Published: Janaury 27, 2012
by ANDREW JOHNSON
A CONTROVERSIAL academy school which saw a bitter battle over its status five years ago has posted the worst GCSE results in Islington and is one of 107 schools nationally to fail to reach minimum government targets.
The government released league tables of school performances yesterday (Thursday).
Campaigners jumped on the failure of City of London Academy School in Angel – formerly Islington Green School – which now has worse results than before it was judged to be failing and “forced” to become an academy.
They called on Lord Adonis, the Labour architect of the academy scheme who lives in Islington, to apologise publicly to pupils of the school.
Just 31 per cent of its pupils achieved grade A-C in five GCSEs, including maths and English. The government’s benchmark is 35 per cent. This figure will rise to 40 per cent next year.
Islington’s average is 50 per cent – still below the national average of 59 per cent.
In 2007, before the school became an academy, 34 per cent were achieving five A-C grades. The 2011 figure has plummeted from the previous year, when 43 per cent gained the necessary qualifications.
Teachers and parents mounted a furious campaign to prevent the school being effectively privatised. They claimed at the time that Ofsted overruled inspectors so that the school could be described as “failing” in order to push through academy status.
Author Francis Beckett, in his book The Great City Academies Fraud, said that the school was ‘marked’ because it had landed then Prime Minister Tony Blair in political hot water for failing to send his children there.
Parents and teachers claimed the school was deliberately run down, that the academy consultation process was flawed and that the scheme was approved only after a chaotic voting system. The school was financially backed by the City of London and City University.
This week, Alistair Smith of the anti-academies alliance, called on Lord Adonis, the Labour peer responsible for the academy project, who lives in Holloway, to publicly apologise.
“I believe that Lord Adonis, who was the architect of the academies programme under New Labour and the prime mover of the City of London Academy, needs to be brought to account,” said Mr Smith, who is president of the National Union of Teachers in Islington.
“He’s let down the children of Islington Green and put politics above the needs of local children. He refused to look at the evidence that this was an improving school. He should come and explain how it is that he spent all that money, time and effort to shut down Islington Green School. It is a tragedy.”
Mr Beckett, whose book revealed much of the backroom politics about Islington Green, said he was not surprised that the school was now worse than before.

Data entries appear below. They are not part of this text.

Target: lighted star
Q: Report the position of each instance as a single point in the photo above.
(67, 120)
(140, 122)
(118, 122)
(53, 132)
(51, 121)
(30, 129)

“Successive governments deliberately destabilised a fine Islington school in order to create this academy,” he said. “They sneered at the school’s achievements and manipulated Ofsted results to provide an excuse to put in place a school without a past to be proud of, or a future to look forward to.”
A spokesman for the City of London said it would be working hard to boost results in future.
“The governors are well aware and are extremely concerned that the academy has seen a serious dip in results this year, which is why they have taken decisive action to improve results for pupils,” he added.
“This action includes the appointment of a ‘National Leader for Education’ to support the principal, who has agreed with the governors to enact a range of measures on behalf of pupils. These measures include increased one-to-one mentoring, additional homework clubs and individual tutoring for some pupils.
“2011’s GCSE results relate to the government’s benchmark of 5 A-Cs and therefore do not represent the full picture at the academy. However, governors and sponsors recognise these are vital core subjects, which is why they have taken such strong and decisive action and will take any further action necessary to ensure outcomes for our young people are significantly improved.”
Last night (Thursday) Lord Adonis had not responded to a request for a comment.
THE row over City of London Academy overshadowed Islington’s other GCSE results, collated into league tables by the Department for Education.
Although the borough’s average for the government’s benchmark of pupils achieving five A-C grades, including English and maths, was, at 50 per cent, below the national average of 59 per cent, union officials said this was still a remarkable achievement.
Ken Muller, assistant branch secretary of Islington National Union of Teachers, said that as the borough had the second worst child poverty figures in the country, the results were “extremely good in the context of the disadvantage in the area”.
He added: “Fifty per cent of kids achieving these results when many of them come from poor backgrounds is a credit to teachers and other school staff.”
Labour’s education chief, Councillor Richard Watts, highlighted the results of St Aloysius’ College in Archway, which came top of the borough’s league table with an astonishing 74 per cent of pupils hitting the top marks.
He said he would be calling on other schools to examine the methods of St Aloysius, which monitors each of its pupils and intervenes early if one seems to be slipping below expectation. “St Aloysius’s results are spectacular,” he said. “The governors of other schools need to start asking what they are doing there. We are not far away from the government’s benchmark in every school.
“Within three or four years I’d like to be able to say we are in the top 10 per cent of performing schools in the country. What makes a school good is outstanding leaders and outstanding teachers. It’s not about the funding model.”